A NEW train station in Wellington is moving along the tracks with a planning application set to be submitted within days.
A dedicated team is already working on the project and the proposals will be lodged with Somerset West and Taunton Council in December.
If the local authority grants permission, the new station would be built on a site adjacent to the Longforth Farm estate.
Construction work could begin as early as 2024 and the first trains could potentially stop at Wellington the following year.
Taunton Deane MP Rebecca Pow has just chaired the latest meeting of the steering group looking at bringing the station to the town, along with a further station in Cullompton.
Ms Pow said: “Things are progressing well.
“Great Western Railway have set up a dedicated team to work on the project and the formal planning application will be going into Somerset West and Taunton Council in December.

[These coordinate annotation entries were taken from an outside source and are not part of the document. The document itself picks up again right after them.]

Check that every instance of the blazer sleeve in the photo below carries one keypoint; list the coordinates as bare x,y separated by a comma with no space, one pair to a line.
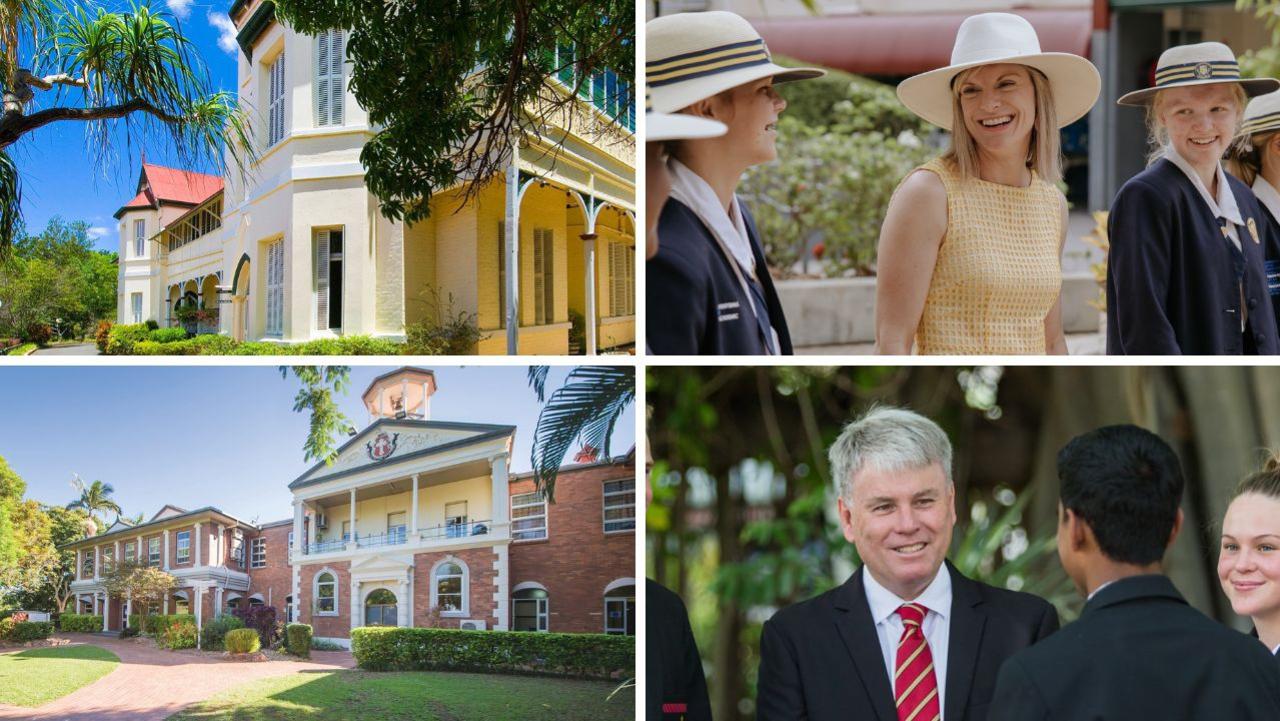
780,693
1015,697
1138,265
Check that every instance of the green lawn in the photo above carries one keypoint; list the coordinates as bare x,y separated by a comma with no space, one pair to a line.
33,678
417,696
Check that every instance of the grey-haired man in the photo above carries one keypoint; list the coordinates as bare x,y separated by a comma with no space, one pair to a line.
906,637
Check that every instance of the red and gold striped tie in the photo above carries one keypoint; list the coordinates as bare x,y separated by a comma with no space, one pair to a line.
915,687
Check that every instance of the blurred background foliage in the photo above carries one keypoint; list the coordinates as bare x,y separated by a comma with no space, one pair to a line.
743,520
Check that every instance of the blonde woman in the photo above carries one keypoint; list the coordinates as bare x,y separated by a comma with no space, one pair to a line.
969,256
1256,160
1185,270
1248,562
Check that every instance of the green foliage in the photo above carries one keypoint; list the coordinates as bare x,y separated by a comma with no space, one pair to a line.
297,639
483,68
844,145
242,640
82,623
588,656
213,634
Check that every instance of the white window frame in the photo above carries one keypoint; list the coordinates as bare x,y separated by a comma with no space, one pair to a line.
277,92
328,87
521,501
257,553
315,592
466,587
140,238
607,507
183,544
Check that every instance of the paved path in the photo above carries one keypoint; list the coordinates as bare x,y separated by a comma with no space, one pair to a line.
151,684
76,350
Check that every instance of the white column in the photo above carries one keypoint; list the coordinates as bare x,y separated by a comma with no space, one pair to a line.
501,492
298,542
589,261
412,515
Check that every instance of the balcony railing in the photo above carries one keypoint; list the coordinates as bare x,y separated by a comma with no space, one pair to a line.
401,537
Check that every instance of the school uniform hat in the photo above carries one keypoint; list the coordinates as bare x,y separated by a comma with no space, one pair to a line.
1002,37
1262,114
1202,63
691,56
677,126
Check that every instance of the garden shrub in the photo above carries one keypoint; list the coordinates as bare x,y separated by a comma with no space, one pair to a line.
167,334
31,630
297,639
242,640
82,623
586,656
214,631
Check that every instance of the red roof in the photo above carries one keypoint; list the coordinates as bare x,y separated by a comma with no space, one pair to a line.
159,185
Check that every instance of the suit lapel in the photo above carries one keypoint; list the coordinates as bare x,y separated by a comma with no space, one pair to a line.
858,630
967,626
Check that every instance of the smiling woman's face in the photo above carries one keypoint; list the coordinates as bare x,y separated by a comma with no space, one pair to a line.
999,106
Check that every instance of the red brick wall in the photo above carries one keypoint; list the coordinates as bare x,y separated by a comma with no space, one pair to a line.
327,626
480,574
577,560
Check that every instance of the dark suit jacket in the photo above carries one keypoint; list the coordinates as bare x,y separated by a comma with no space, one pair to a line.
1139,651
694,304
672,666
1174,281
821,660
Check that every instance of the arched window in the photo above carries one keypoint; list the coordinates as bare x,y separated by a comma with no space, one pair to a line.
529,608
620,610
449,588
327,593
380,608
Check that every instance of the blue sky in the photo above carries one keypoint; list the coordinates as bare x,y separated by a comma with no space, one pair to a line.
214,436
58,177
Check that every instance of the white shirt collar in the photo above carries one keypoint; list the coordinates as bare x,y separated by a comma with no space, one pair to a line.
1267,195
885,603
1224,205
696,194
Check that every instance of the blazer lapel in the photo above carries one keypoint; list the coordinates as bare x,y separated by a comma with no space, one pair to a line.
858,630
967,626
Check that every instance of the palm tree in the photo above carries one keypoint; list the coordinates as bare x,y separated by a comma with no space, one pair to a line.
96,65
95,497
588,407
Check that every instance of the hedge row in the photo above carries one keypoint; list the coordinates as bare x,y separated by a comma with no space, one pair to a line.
83,623
585,656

“This region is working on the most new stations of anywhere in the country and a survey was done recently amongst the people of Wellington and it showed that the number one priority that people wanted was to get a rail station.
“We’ve made the business case, but it really is important that people want to support this as well.
“What I’m going to do next is that I’ll be requesting a meeting with the new Rail Minister, Huw Merriman, to make sure that he’s fully aware of what we need and that we keep our whole project on track.
“We’ve had money from the Restoring Railways fund as a priority and we need to just keep this going so that we can actually start to deliver the project potentially by the end of 2024/early 2025.”
Network Rail hopes to have developed a detailed design for the proposed station and a full business case to submit to the Department for Transport before the end of December next year.
Stations in Wellington and Cullompton would serve the Great Western mainline from London Paddington to Penzance and would sit either side of Tiverton Parkway Station.
The old Wellington Station was one of 2,000 stations nationwide closed under the ‘Beeching Axe’ on October 5, 1964.